If you have beta traffic, dogfood sessions, sales engineer demos, or historical chat logs, sample them into your eval set. Remove sensitive data before storing them. Keep the original structure when possible, including multi-turn state and tool responses.

Trace replay should answer:

  • Does the new prompt regress on cases the old prompt handled well?
  • Do latency and cost stay within your launch budget?
  • Do retrieved documents change in ways that affect answer quality?
  • Do tool calls remain stable after schema or prompt changes?
  • Do failures cluster around specific tags, users, or workflows?

Recommended visual: include a failing trace screenshot that shows the user input, prompt version, retrieved context, tool calls, model output, evaluator score, and failure reason.

Good LLM observability makes this practical. You need enough detail to reproduce the failure, assign ownership, and rerun the case after a fix.

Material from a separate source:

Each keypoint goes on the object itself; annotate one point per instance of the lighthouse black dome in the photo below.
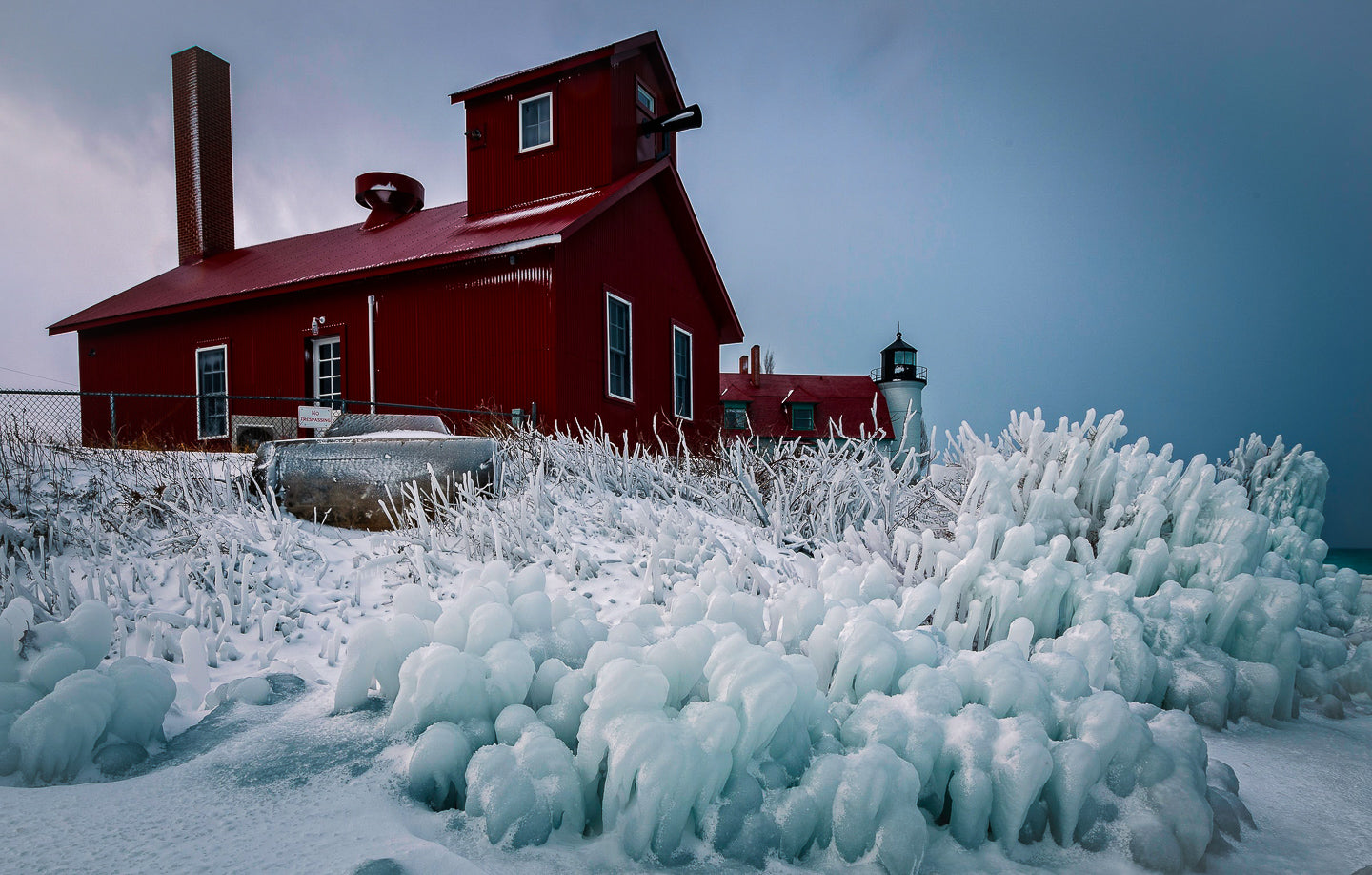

Set release gates before you see the results

Define launch criteria before the team starts tuning prompts against the test set. Otherwise, thresholds will move whenever a favorite prompt version gets close.

A simple release gate might look like this:

  • P0 failures: 0 allowed
  • P1 pass rate: at least 98%
  • Overall regression pass rate: at least 95%
  • Schema validity: 99.5% or higher
  • Tool-call accuracy: 97% or higher on tagged tool cases
  • Median latency: under 2.5 seconds for non-streaming flows
  • p95 latency: under 8 seconds
  • Average cost: within 10% of budget
  • Reviewer calibration: evaluator agreement of 90% or higher on the calibration set

Adjust these numbers for your product risk. A writing assistant can tolerate more subjective variation than an agent that updates billing settings or files support tickets.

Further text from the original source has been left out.